In 2011here is a patent claiming “MANAGEMENT OF SOFTWARE LICENSES IN A COMPUTER NETWORK”… after computers have been doing this for decades. This patent was filed a DECADE AFTER the 2001 patent! There are 2.1 million patents in force now… how many other overlapping, redundant, out-dated, or ridiculously pre-dated patents do you think there are?

So, to summarize my understanding as of this writing:

I have been advised not to discuss the specifics of my understanding of the patent, so I will restrict myself to saying this:

Uniloc is suing myself, and 8 other developers, for distributing Apps on Android, claiming that we infringe on “their” idea.

Speaking for Laminar Research, we used only the technology that was provided to us by Google for copy protection in our Android App ‘X-Plane’… we used exactly the copy protection Google gave us!

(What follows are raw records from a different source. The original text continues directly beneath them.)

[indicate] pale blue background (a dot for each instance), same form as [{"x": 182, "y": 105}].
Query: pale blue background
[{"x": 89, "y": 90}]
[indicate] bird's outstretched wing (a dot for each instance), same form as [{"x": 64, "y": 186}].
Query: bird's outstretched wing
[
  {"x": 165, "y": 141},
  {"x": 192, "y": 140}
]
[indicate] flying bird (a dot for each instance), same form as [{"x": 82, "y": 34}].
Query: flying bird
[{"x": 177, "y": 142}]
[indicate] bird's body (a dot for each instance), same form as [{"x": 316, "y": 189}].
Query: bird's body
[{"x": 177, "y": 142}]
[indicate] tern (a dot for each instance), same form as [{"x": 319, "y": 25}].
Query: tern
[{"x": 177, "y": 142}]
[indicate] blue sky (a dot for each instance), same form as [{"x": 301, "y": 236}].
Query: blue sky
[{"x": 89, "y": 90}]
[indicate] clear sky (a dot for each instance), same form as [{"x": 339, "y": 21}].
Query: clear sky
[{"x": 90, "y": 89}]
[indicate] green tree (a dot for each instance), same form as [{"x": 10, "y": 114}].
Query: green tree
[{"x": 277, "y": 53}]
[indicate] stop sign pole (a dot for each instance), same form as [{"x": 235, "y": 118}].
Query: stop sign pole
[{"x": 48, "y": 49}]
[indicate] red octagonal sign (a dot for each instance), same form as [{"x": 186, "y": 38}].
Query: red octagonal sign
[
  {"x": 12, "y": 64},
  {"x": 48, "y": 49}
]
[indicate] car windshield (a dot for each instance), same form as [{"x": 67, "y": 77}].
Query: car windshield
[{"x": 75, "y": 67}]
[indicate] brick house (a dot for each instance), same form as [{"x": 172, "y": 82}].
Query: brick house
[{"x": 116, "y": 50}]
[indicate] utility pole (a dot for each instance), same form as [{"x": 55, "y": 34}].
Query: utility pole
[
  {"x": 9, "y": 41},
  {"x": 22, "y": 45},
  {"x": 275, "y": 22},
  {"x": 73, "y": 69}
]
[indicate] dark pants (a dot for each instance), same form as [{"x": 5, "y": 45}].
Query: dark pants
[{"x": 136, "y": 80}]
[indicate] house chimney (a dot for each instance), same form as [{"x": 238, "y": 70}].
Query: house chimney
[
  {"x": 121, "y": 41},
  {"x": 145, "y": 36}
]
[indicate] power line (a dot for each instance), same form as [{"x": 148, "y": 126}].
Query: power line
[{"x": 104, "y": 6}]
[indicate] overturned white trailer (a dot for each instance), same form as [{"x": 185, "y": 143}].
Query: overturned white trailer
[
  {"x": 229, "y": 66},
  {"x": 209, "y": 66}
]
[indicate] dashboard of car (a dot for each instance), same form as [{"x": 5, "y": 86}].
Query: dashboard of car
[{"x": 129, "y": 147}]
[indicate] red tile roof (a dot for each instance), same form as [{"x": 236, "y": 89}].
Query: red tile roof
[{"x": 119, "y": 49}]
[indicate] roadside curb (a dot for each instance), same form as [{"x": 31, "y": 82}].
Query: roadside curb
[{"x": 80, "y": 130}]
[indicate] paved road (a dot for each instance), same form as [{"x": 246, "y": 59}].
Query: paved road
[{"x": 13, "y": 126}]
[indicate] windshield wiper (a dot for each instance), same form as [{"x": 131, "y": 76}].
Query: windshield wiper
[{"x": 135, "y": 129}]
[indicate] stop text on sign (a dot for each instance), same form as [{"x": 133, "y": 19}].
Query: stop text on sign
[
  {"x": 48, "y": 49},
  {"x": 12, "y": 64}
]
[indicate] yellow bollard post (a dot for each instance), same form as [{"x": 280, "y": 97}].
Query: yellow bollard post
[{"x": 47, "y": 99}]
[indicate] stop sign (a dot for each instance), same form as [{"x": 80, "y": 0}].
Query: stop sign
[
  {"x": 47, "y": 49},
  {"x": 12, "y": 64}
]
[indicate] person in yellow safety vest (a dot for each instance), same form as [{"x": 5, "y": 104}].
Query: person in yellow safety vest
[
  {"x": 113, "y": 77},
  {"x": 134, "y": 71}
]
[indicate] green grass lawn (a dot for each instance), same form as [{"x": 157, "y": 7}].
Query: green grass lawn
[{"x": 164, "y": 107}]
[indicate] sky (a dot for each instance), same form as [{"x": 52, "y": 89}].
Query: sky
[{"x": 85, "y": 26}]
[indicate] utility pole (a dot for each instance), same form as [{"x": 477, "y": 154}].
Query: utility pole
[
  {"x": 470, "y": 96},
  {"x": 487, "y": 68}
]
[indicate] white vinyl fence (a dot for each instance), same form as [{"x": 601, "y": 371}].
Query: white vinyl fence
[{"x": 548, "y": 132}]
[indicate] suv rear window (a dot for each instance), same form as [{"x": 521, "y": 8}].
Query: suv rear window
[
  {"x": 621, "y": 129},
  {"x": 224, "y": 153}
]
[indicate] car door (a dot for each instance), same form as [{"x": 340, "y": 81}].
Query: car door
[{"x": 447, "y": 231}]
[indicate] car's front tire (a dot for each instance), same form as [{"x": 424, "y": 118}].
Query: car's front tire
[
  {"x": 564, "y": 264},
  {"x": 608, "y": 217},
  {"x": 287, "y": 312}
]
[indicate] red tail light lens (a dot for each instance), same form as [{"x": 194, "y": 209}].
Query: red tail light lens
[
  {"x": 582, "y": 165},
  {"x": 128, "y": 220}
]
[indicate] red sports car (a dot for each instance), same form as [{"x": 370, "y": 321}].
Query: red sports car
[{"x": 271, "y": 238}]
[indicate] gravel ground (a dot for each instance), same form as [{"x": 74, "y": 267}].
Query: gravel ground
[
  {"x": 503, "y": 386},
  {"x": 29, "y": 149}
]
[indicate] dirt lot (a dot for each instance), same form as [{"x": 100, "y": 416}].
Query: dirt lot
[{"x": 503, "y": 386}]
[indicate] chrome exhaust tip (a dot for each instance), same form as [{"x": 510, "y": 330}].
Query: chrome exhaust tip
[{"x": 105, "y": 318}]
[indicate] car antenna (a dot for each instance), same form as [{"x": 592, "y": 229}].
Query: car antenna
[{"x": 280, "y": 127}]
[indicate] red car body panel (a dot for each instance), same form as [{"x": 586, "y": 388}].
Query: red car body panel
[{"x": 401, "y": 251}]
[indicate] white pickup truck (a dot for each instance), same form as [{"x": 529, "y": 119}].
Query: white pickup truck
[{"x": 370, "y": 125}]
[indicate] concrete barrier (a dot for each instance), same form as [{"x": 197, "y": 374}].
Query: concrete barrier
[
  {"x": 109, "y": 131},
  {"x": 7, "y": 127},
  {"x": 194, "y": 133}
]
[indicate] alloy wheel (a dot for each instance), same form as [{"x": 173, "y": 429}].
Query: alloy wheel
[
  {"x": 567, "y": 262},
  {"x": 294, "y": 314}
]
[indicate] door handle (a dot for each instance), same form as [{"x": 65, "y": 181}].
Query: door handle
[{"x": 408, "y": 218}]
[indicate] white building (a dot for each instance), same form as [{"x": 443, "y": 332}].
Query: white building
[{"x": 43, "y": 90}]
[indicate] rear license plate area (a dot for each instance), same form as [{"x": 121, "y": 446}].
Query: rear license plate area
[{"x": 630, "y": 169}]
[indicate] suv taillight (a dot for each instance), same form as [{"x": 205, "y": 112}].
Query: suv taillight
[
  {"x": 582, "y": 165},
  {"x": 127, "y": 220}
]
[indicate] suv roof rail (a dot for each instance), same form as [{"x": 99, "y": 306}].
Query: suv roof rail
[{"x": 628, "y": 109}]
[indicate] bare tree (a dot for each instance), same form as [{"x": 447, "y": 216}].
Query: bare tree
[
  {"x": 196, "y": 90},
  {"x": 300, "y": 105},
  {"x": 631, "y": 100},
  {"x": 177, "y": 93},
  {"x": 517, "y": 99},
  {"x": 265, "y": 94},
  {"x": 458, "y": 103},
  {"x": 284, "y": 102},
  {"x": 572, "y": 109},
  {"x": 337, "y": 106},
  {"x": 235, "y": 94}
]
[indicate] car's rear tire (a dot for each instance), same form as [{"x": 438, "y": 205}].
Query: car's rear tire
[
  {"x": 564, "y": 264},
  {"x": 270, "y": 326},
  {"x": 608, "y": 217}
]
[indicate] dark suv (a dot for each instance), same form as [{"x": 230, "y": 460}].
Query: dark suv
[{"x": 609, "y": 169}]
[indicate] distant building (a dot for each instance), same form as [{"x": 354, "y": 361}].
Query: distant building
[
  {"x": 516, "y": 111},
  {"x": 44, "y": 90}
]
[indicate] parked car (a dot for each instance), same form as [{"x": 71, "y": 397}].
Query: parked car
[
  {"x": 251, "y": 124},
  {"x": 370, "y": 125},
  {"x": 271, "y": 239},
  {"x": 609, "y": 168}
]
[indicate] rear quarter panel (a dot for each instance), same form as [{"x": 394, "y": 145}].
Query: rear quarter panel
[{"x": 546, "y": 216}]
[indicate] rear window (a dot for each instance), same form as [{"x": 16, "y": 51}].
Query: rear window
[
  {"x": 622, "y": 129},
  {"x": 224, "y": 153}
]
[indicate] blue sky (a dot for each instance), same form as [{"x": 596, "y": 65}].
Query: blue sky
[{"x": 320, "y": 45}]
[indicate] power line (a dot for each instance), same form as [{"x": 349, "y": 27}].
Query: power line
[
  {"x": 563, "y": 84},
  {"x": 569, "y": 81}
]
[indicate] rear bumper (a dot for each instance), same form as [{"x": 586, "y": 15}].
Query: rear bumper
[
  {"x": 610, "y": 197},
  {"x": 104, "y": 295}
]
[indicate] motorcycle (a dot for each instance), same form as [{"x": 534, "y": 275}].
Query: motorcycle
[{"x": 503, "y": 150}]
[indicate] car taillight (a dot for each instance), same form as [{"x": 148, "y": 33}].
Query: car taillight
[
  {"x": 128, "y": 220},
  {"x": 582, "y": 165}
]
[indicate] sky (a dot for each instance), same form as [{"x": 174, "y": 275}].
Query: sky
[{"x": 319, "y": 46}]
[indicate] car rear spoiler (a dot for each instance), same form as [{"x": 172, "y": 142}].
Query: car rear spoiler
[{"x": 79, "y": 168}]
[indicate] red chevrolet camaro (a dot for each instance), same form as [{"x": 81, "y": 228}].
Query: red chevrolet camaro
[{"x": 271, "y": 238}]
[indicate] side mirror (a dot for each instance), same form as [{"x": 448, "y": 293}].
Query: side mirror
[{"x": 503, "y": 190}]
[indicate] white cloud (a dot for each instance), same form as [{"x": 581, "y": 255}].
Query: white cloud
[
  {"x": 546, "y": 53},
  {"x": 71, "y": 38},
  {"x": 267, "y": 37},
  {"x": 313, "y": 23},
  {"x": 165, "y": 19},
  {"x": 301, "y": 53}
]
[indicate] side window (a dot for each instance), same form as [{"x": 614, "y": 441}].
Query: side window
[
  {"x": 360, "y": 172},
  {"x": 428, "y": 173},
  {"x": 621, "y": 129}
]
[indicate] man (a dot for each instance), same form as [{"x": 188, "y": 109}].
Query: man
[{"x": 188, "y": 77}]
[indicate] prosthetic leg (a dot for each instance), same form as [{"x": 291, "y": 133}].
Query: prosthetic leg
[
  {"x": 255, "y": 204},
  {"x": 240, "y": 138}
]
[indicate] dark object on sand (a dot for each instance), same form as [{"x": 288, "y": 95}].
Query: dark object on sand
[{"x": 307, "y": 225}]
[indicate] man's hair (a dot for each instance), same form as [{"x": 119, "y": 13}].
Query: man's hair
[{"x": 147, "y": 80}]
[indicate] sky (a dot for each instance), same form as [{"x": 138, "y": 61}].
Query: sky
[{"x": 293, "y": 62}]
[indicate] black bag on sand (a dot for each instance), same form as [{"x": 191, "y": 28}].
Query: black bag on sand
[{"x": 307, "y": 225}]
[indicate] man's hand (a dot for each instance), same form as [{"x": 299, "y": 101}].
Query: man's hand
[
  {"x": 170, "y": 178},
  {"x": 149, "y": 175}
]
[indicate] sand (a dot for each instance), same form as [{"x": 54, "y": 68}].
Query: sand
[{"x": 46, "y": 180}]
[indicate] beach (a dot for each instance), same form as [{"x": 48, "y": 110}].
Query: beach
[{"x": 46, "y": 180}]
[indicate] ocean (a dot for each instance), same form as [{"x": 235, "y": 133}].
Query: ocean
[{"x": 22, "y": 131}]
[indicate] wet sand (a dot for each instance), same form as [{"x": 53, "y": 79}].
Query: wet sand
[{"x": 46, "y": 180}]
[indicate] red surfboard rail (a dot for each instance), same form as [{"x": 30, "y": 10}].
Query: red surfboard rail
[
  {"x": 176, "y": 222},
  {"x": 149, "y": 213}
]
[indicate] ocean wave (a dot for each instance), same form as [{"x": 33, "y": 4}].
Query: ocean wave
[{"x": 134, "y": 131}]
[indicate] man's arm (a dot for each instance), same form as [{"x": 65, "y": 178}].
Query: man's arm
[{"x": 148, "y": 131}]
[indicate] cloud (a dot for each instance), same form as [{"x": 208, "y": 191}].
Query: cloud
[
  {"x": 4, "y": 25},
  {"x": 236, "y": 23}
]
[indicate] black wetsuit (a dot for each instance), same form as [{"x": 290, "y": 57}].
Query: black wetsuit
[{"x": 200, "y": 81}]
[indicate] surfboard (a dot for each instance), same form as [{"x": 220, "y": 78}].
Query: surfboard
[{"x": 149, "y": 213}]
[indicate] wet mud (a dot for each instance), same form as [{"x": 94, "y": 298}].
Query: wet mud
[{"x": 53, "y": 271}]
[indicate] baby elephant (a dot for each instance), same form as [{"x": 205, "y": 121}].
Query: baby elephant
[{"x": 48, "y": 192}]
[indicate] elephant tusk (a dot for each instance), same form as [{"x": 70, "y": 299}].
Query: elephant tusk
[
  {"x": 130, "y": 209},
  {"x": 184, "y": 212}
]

The patent on which we are being sued was filed in 2001… observe the dates on the computer programs I have found above. They are long, long, long before 2001. Do you think that you can file a patent on an idea that has been in use for over a decade, and then claim that that ideas is ‘yours,’ suing many people that use that idea?

Do a Google search on “Austin Meyer, X-Plane”. Do you see that I do work to develop product that I provide to people, or do I sue those that do?

 

As well, Uniloc recently sued a company called RackSpace, which furnishes the use of servers to people, for patent infringement of patent number 5,892,697.

Unilocs’ claim? That Uniloc “owns” ideas on  how computers DO MATH. And that means that RackSpace, specifically, owes them money.

If you wonder whether RackSpace should have known that they were not allowed to use computers that do math without asking Uniloc for permission first, I must ask: You know that there are over SIX MILLION patents, right? Think about the ramifications of the number of patents… with legal defense costs running about TWO MILLION dollars per patent to defend yourself from these types of claims.